5 minutos com a AIS #104

Rita teve azar. Dias antes de o Daesh invadir e ocupar a cidade iraquiana de Qaraqosh, na Planície de Nínive, tinha estado na Turquia a tratar dos papéis para um pedido de asilo para si e para o seu pai.
Quando regressou a casa, já com o processo encaminhado, quase que teve de furar caminho entre as multidões que abandonavam já a região, perante os sinais alarmantes da chegada iminente dos jihadistas, os temíveis e bárbaros homens de negro.
Rita não tinha alternativa. O pai, invisual, estava à sua espera. Atravessou de novo as portas da cidade a 6 de Agosto de 2014. Nunca mais conseguirá esquecer essa data.
Foi nesse dia que a sua vida se transformou num inferno. Na manhã seguinte, a primeira coisa que viu, quando espreitou pela janela, foi a cidade em alvoroço, cheia de homens armados, e imensas bandeiras negras do Daesh nas ruas.
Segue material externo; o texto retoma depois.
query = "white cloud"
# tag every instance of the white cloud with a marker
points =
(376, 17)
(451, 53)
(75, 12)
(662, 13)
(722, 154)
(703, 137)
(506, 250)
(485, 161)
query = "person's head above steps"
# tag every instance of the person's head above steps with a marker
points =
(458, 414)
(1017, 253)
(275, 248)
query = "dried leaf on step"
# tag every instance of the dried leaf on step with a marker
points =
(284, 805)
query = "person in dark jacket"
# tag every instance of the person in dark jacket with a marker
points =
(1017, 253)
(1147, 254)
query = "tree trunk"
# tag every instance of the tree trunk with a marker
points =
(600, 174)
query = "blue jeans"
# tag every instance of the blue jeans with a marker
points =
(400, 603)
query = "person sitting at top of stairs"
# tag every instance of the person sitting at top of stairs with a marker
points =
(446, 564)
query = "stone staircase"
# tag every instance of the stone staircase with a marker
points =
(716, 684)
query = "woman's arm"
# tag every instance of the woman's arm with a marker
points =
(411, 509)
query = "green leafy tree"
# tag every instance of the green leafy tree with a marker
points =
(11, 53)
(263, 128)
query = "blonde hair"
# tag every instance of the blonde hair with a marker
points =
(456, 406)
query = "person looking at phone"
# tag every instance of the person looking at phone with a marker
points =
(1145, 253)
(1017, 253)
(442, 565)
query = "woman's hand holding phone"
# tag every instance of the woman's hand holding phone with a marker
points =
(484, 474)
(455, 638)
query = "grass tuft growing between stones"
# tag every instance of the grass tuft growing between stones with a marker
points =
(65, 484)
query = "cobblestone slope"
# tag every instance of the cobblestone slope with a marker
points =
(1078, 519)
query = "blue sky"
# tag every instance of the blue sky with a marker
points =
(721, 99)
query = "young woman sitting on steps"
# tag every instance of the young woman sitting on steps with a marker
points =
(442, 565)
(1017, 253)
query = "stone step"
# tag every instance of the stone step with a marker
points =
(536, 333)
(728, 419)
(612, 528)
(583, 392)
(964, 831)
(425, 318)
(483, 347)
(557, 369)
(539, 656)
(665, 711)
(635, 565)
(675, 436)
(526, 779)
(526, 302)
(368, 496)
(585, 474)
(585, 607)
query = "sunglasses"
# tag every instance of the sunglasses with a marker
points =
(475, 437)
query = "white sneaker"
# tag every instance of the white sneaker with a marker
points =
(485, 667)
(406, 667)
Os terroristas do Estado Islâmico tinham chegado. Todos os habitantes foram feitos prisioneiros e divididos em grupos. Homens para um lado, mulheres e crianças para outro.
Rita perdeu o contacto com o pai e foi levada para Mossul, outra cidade entretanto conquistada também pelos jihadistas. Disseram-lhe que ia ser trocada por outros prisioneiros.
“Vocês são os despojos da guerra, tanto vocês como os yazidis”, disseram a Rita, colocando as mulheres e jovens cristãs e yasidis – outra minoria religiosa existente no Iraque – no mesmo grupo de pessoas sem direitos, de quase objectos que se podem transacionar.
Foi o que lhe aconteceu. Em pleno século XXI, perante a indiferença do mundo, Rita e tantas outras mulheres foram vendidas como escravas.
A sua história, escrita com lágrimas, é um dos elementos de prova do relatório da Fundação AIS – “Oiçam os gritos delas” – sobre o rapto, a conversão forçada e a violência contra mulheres e raparigas cristãs. Ignorar o testemunho de Rita Habib e de todas as outras vítimas de perseguição, intolerância e violência, significa condená-las uma segunda vez à mais abominável crueldade que se pode imaginar.
Rita foi comprada pela primeira vez por um iraquiano de Mossul e permaneceu com ele durante um ano e meio. Depois foi comprada por um saudita, um homem casado com uma marroquina, que infernizou ainda mais a sua vida. Era a escrava da casa. Deixou de ter nome. Passou a ser a “abed”, a escrava, ou “kafir”, a infiel.
Depois mudou ainda de dono. Foi comprada por um sírio numa localidade na fronteira entre o Iraque e a Síria. Estava a viver nessa aldeia quando elementos da Fundação Shlama, um grupo financiado pela diáspora assíria e caldeia, se fizeram passar por jihadistas para conseguirem comprar a sua liberdade.
A história de Rita é apenas um exemplo do extenso ‘dossier’ produzido pela Fundação AIS em que se procura denunciar a situação dramática em que se encontram raparigas e mulheres cristãs em várias regiões do globo, vítimas de perseguição, violência sexual, rapto e conversões forçadas.
Rita Habib foi escravizada, vendida, agredida, violada. O seu testemunho é um grito de denúncia e de revolta que mostra ao mundo uma face oculta da perseguição contra as minorias religiosas. Não podemos ficar indiferentes a estas histórias.